Maar het beste heeft H ons bewaard voor het slot. Daar openbaart hij zijn twisted mind in al zijn glorie: ‘Maar hoe is het mogelijk dat elke discussie over canonvorming in Vlaanderen vandaag de dag nog altijd verstart zodra het woord “Vlaams” valt? Het debat is in elk geval niet gediend met inquisitiepraktijken.’
Euh? Kan iemand even ons geheugen opfrissen?
Sprak Benno Barnard in het weekblad Knack niet over ‘modderige etnische’ criteria die aan HNF ten grondslag lagen?Schreef Benno Barnard niet: ‘Integreren in het Vlaanderen van Dirk van Bastelaere is onmogelijk’? Bevatte de eerste versie van Vandevoordes tekst geen verwijzingen naar ‘poëziegestapo’ en ‘razzia’s’? Was het niet Hans Vandevoorde die over een ‘Nieuw Vlaams getto’ en een ‘benepen iglo’ sprak? Waar werd plots verstard gereageerd toen wij, in aanvang, HNF naar voren schoven als een sterk ‘ja’ tegen de Vlaamse poëzie? Was niet het blad Knack de grote bevechter van het fascistische, etnische gevaar dat in HNF sluimert?

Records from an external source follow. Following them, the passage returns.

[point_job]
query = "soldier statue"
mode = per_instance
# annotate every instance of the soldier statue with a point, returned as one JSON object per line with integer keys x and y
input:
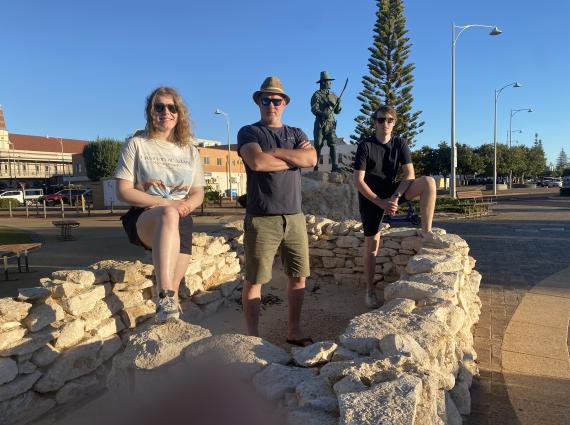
{"x": 324, "y": 105}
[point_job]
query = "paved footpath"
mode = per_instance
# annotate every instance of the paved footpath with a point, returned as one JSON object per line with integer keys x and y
{"x": 523, "y": 253}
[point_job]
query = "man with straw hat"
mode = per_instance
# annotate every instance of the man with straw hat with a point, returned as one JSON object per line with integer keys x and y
{"x": 324, "y": 105}
{"x": 274, "y": 154}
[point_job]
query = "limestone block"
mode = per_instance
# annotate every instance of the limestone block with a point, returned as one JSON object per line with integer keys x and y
{"x": 333, "y": 262}
{"x": 348, "y": 242}
{"x": 78, "y": 389}
{"x": 26, "y": 368}
{"x": 319, "y": 352}
{"x": 128, "y": 298}
{"x": 155, "y": 345}
{"x": 10, "y": 337}
{"x": 200, "y": 239}
{"x": 246, "y": 355}
{"x": 316, "y": 393}
{"x": 394, "y": 402}
{"x": 109, "y": 327}
{"x": 41, "y": 315}
{"x": 134, "y": 315}
{"x": 45, "y": 355}
{"x": 341, "y": 354}
{"x": 349, "y": 384}
{"x": 276, "y": 379}
{"x": 86, "y": 300}
{"x": 38, "y": 293}
{"x": 391, "y": 243}
{"x": 386, "y": 252}
{"x": 13, "y": 311}
{"x": 135, "y": 285}
{"x": 103, "y": 309}
{"x": 308, "y": 416}
{"x": 77, "y": 361}
{"x": 83, "y": 277}
{"x": 8, "y": 370}
{"x": 24, "y": 408}
{"x": 206, "y": 297}
{"x": 28, "y": 344}
{"x": 444, "y": 262}
{"x": 401, "y": 259}
{"x": 321, "y": 252}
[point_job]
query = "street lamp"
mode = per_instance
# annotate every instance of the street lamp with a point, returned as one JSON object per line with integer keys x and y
{"x": 227, "y": 117}
{"x": 497, "y": 93}
{"x": 513, "y": 113}
{"x": 494, "y": 31}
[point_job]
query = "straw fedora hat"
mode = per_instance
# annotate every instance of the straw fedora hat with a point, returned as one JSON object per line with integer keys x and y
{"x": 325, "y": 77}
{"x": 271, "y": 85}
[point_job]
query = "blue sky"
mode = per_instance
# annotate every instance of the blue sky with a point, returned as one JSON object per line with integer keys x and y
{"x": 83, "y": 69}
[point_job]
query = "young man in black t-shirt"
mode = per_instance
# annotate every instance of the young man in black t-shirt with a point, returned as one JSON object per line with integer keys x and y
{"x": 274, "y": 154}
{"x": 376, "y": 165}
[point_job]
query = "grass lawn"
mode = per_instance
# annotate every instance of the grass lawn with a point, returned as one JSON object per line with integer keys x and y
{"x": 10, "y": 235}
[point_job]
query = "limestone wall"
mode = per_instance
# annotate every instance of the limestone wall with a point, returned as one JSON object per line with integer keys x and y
{"x": 57, "y": 339}
{"x": 410, "y": 361}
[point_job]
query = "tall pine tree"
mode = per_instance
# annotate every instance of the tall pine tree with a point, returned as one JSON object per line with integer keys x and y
{"x": 390, "y": 75}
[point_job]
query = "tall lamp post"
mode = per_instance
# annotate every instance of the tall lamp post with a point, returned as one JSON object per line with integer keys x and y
{"x": 513, "y": 113}
{"x": 454, "y": 38}
{"x": 497, "y": 93}
{"x": 227, "y": 117}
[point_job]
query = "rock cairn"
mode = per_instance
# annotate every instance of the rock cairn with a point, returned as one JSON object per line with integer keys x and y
{"x": 57, "y": 339}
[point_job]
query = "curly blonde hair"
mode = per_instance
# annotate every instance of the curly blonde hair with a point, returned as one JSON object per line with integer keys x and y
{"x": 182, "y": 133}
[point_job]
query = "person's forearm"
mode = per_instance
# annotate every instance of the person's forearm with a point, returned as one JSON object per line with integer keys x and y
{"x": 138, "y": 198}
{"x": 195, "y": 198}
{"x": 301, "y": 158}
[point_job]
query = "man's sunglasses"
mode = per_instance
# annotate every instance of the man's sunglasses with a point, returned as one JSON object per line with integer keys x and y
{"x": 265, "y": 101}
{"x": 382, "y": 120}
{"x": 159, "y": 108}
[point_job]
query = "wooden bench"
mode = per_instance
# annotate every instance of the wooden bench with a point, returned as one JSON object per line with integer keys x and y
{"x": 19, "y": 250}
{"x": 66, "y": 226}
{"x": 475, "y": 203}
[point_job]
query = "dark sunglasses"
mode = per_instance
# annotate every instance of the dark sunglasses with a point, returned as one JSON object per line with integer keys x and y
{"x": 382, "y": 120}
{"x": 265, "y": 101}
{"x": 159, "y": 108}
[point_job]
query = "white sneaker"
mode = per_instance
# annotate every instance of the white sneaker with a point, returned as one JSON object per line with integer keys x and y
{"x": 167, "y": 307}
{"x": 371, "y": 300}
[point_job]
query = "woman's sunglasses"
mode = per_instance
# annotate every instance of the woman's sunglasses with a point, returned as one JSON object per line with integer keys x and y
{"x": 159, "y": 108}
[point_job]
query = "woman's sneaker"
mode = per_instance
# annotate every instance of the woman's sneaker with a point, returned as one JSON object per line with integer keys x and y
{"x": 167, "y": 307}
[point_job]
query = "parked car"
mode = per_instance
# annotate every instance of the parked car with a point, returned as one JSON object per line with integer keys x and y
{"x": 26, "y": 196}
{"x": 68, "y": 196}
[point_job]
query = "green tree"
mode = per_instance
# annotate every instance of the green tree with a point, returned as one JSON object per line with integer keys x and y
{"x": 101, "y": 157}
{"x": 390, "y": 75}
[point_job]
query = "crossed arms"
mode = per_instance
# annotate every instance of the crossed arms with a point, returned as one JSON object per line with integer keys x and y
{"x": 278, "y": 159}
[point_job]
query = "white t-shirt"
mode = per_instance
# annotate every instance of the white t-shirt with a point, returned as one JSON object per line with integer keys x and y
{"x": 160, "y": 168}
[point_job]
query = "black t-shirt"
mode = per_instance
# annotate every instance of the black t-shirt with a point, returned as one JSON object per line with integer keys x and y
{"x": 274, "y": 192}
{"x": 381, "y": 161}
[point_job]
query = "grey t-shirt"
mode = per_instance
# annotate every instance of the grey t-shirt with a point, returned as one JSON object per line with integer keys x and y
{"x": 274, "y": 192}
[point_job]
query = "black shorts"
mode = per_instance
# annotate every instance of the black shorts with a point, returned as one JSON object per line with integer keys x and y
{"x": 371, "y": 214}
{"x": 130, "y": 225}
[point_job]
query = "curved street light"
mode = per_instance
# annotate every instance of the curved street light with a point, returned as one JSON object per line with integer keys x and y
{"x": 227, "y": 118}
{"x": 494, "y": 31}
{"x": 497, "y": 93}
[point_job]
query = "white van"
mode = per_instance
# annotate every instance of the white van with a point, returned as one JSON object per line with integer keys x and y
{"x": 28, "y": 196}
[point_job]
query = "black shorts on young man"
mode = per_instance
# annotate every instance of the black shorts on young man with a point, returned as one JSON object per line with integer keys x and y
{"x": 371, "y": 214}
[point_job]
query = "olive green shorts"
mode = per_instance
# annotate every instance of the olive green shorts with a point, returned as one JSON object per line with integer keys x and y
{"x": 264, "y": 235}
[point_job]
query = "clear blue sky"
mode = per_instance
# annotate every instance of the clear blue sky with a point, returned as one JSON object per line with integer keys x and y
{"x": 82, "y": 69}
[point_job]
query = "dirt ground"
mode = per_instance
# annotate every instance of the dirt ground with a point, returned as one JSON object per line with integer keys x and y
{"x": 327, "y": 309}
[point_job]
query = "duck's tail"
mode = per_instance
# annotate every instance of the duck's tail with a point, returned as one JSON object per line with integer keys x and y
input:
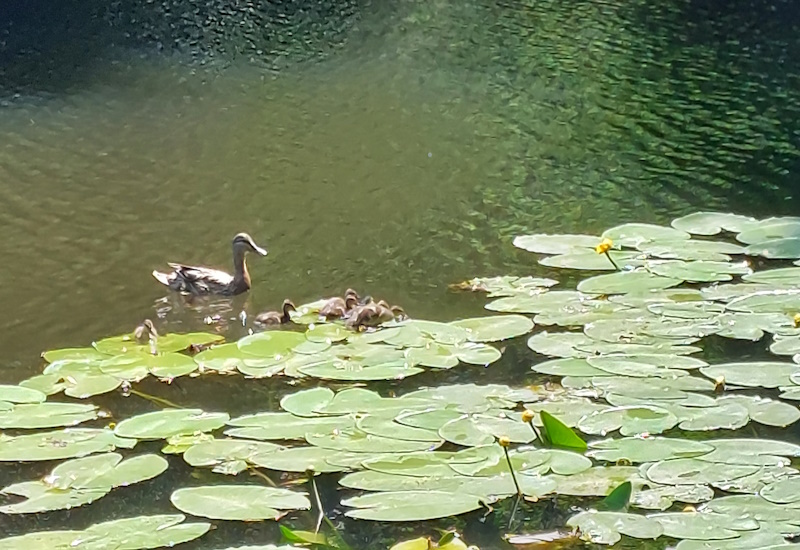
{"x": 162, "y": 278}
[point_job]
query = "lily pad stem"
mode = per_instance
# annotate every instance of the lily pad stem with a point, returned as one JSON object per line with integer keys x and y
{"x": 610, "y": 259}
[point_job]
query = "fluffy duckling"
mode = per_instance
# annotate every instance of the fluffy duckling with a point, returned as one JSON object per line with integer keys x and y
{"x": 145, "y": 332}
{"x": 373, "y": 314}
{"x": 336, "y": 308}
{"x": 273, "y": 318}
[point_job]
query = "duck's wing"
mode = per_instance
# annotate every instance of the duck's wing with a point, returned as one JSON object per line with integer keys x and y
{"x": 195, "y": 279}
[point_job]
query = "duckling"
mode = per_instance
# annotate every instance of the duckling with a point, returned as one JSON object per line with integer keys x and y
{"x": 373, "y": 314}
{"x": 272, "y": 318}
{"x": 203, "y": 280}
{"x": 336, "y": 308}
{"x": 146, "y": 333}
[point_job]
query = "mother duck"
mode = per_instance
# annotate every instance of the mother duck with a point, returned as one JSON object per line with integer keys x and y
{"x": 203, "y": 280}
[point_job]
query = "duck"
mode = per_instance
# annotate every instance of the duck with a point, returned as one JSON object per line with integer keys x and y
{"x": 374, "y": 314}
{"x": 336, "y": 308}
{"x": 195, "y": 280}
{"x": 272, "y": 318}
{"x": 145, "y": 332}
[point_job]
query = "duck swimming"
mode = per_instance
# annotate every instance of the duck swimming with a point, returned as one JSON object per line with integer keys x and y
{"x": 272, "y": 318}
{"x": 203, "y": 280}
{"x": 336, "y": 308}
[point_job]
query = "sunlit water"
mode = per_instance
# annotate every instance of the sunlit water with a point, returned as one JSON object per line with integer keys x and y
{"x": 403, "y": 162}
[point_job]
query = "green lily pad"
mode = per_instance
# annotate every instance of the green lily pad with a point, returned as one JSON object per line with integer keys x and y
{"x": 238, "y": 502}
{"x": 410, "y": 505}
{"x": 60, "y": 444}
{"x": 226, "y": 456}
{"x": 356, "y": 441}
{"x": 786, "y": 249}
{"x": 302, "y": 459}
{"x": 19, "y": 394}
{"x": 695, "y": 471}
{"x": 496, "y": 328}
{"x": 275, "y": 344}
{"x": 699, "y": 271}
{"x": 703, "y": 526}
{"x": 592, "y": 261}
{"x": 169, "y": 422}
{"x": 646, "y": 449}
{"x": 269, "y": 426}
{"x": 633, "y": 234}
{"x": 786, "y": 491}
{"x": 711, "y": 223}
{"x": 626, "y": 281}
{"x": 785, "y": 277}
{"x": 765, "y": 374}
{"x": 607, "y": 527}
{"x": 629, "y": 420}
{"x": 481, "y": 429}
{"x": 46, "y": 415}
{"x": 766, "y": 230}
{"x": 555, "y": 244}
{"x": 307, "y": 402}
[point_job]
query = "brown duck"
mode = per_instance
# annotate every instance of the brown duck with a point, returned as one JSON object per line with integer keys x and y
{"x": 189, "y": 279}
{"x": 274, "y": 318}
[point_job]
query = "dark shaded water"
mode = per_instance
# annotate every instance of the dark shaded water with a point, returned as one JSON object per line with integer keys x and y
{"x": 403, "y": 162}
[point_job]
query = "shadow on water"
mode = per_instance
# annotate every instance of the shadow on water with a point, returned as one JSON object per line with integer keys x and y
{"x": 405, "y": 161}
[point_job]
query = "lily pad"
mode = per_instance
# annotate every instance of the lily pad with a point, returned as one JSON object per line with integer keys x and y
{"x": 496, "y": 328}
{"x": 238, "y": 502}
{"x": 169, "y": 422}
{"x": 60, "y": 444}
{"x": 626, "y": 281}
{"x": 410, "y": 505}
{"x": 607, "y": 527}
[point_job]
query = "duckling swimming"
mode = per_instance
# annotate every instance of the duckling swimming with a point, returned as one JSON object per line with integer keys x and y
{"x": 274, "y": 318}
{"x": 203, "y": 280}
{"x": 336, "y": 308}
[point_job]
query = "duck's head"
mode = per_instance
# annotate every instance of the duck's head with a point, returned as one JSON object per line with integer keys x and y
{"x": 245, "y": 243}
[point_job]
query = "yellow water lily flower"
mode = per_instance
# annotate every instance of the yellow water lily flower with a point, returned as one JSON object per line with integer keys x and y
{"x": 604, "y": 246}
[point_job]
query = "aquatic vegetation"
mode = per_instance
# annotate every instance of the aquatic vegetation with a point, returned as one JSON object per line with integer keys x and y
{"x": 618, "y": 357}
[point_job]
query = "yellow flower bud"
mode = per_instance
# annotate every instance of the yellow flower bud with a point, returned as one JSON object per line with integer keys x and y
{"x": 604, "y": 246}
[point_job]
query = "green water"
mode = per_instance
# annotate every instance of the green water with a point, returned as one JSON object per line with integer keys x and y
{"x": 402, "y": 162}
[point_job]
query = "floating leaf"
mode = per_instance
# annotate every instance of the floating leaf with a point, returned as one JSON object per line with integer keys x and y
{"x": 633, "y": 234}
{"x": 765, "y": 374}
{"x": 169, "y": 422}
{"x": 711, "y": 223}
{"x": 555, "y": 244}
{"x": 607, "y": 527}
{"x": 46, "y": 415}
{"x": 410, "y": 505}
{"x": 559, "y": 434}
{"x": 626, "y": 281}
{"x": 493, "y": 329}
{"x": 238, "y": 502}
{"x": 646, "y": 449}
{"x": 60, "y": 444}
{"x": 19, "y": 394}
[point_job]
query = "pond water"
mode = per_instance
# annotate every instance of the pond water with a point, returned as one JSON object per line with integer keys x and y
{"x": 404, "y": 161}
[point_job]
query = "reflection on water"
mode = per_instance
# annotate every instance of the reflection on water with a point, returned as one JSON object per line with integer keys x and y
{"x": 404, "y": 162}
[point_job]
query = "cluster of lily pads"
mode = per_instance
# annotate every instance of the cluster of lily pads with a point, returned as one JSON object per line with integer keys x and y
{"x": 621, "y": 361}
{"x": 325, "y": 350}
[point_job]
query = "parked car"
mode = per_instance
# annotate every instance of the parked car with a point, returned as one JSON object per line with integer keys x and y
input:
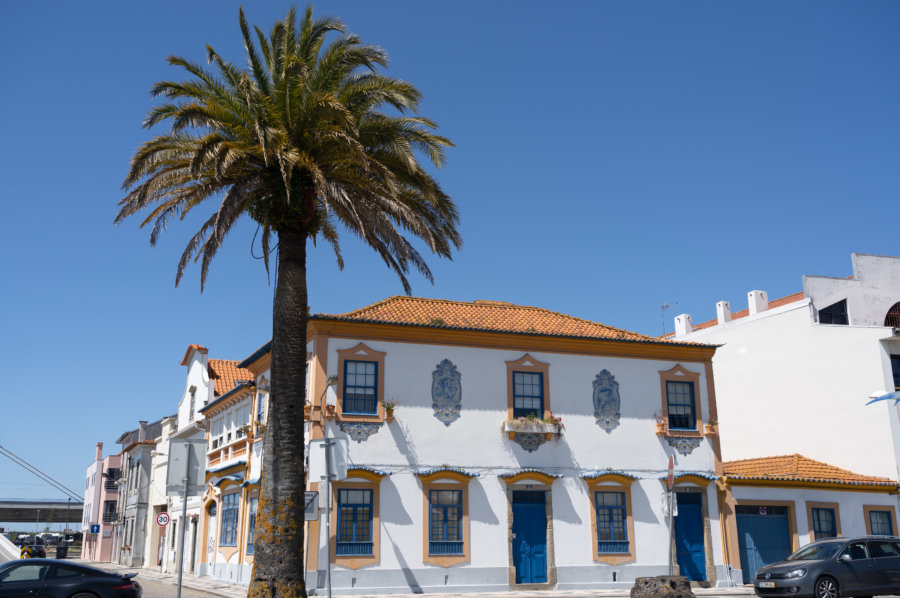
{"x": 861, "y": 566}
{"x": 52, "y": 579}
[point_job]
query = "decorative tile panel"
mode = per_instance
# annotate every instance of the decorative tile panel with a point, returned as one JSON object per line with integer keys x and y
{"x": 360, "y": 431}
{"x": 607, "y": 403}
{"x": 446, "y": 392}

Dwight D. Eisenhower wijst Cynical Peaks aan, het punt waarvandaan het weekblad Knack zijn gefakete verontwaardiging rondbazuint 'zodra het woord "Vlaams" valt'.
Zijn Hoornes slotzinnen geen obsceen voorbeeld van bikkelhard cynisme? Van gefakete verontwaardiging over een ideologische verstarring die door Knack, Barnard en Hoorne zelf in het debat is geïntroduceerd?
Dat cynisme druipt van Hoornes artikel af. De titel ervan: ‘Hoe Vlaamsch kan de poëziewereld zijn?’ suggereert, gezien de oude spelling, dat de Vlaamse poëzie gekenmerkt wordt door een atavistische, geborneerde houding. Je zou de titel daarom ook kunnen lezen als: ‘Hoe achterlijk, bekrompen en provinciaal kan de Vlaamse poëzie zijn?’. Omdat HNF alleen Vlaamse poëzie bevat, is dit een niet mis te verstane belediging aan het adres van zowel de bloemlezing als de gebloemleesde dichters. Het Knack intussen kenmerkende cynisme steekt nadrukkelijk de kop op in de laatste alinea, wanneer Hoorne zich met geveinsde verontwaardiging afvraagt hoe het in godsnaam mogelijk is ‘dat elke discussie over canonvorming in Vlaanderen vandaag de dag nog altijd verstard zodra het woord “Vlaams” valt?’. Je moet het maar kunnen: in de titel van je artikel de geborneerdheid hekelen die je zelf in het debat hebt gebracht. Keurige praktijken, daar bij Knack.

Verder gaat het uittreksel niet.